In the earliest known description of playing cards, Brother John described decks in which the number of court cards and even the number of suits were increased from the norm, and some in which female figures were used on the court cards. In addition to regular decks, novelty decks were also produced in the 14th century, including one with images of gods and emblematic animals.

Although Tarot did not appear until the 1440s, the suit-cards used in Tarot were the same as standard Italian playing cards. In some regular Italian-suited decks of the period, Queens had been added to the suit cards, creating a 56-card deck, and such a deck was the basis for Tarot.
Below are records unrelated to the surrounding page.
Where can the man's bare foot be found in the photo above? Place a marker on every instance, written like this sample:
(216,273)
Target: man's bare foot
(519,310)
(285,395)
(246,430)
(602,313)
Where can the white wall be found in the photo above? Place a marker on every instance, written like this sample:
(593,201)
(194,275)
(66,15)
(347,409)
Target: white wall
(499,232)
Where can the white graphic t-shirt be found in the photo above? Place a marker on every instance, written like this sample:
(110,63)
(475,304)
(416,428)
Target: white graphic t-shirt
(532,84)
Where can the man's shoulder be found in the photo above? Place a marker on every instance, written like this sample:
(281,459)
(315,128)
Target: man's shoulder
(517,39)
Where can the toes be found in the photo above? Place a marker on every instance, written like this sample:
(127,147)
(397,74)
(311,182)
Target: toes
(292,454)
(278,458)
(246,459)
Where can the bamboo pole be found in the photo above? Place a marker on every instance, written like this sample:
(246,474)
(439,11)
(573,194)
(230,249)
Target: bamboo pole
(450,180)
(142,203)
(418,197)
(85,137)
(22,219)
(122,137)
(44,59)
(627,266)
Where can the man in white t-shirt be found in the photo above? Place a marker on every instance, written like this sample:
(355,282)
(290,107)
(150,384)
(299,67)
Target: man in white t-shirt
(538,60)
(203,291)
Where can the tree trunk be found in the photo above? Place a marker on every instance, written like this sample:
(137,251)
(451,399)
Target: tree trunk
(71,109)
The subjects illustrated on Tarot’s trump cards were also well-known before the 15th century, some them dating back to classical times. Figures such as the Emperor and Pope, allegories of Love, Death, the Wheel of Fortune, the three Moral Virtues, and eschatological subjects from Revelation, were staples of medieval art. Even seemingly enigmatic subjects, such as a female figure with papal attributes or a man hanged by one foot, were far less obscure in that milieu.

The Invention of Tarot

The idea of trumps appears to be a European invention which first appeared in the 1420s, in the German game of Karnöffel. Tarot was probably created 10-15 years later, around 1440, somewhere in northern Italy. The earliest surviving Milanese Tarot decks and Ferrarese references to Tarot both come from that period. As noted, the Tarot deck consisted of a regular 56-card deck, augmented with a hierarchy of 22 allegorical trump cards. This created the standard 78-card Tarot deck, originally referred to as carte da trionfi, cards with trumps. Each trump triumphed over (trumped) the lower-ranking trumps in the manner of the popular trionfi motif, which also appeared in art, literature, religious processions, festival pageants, and so on.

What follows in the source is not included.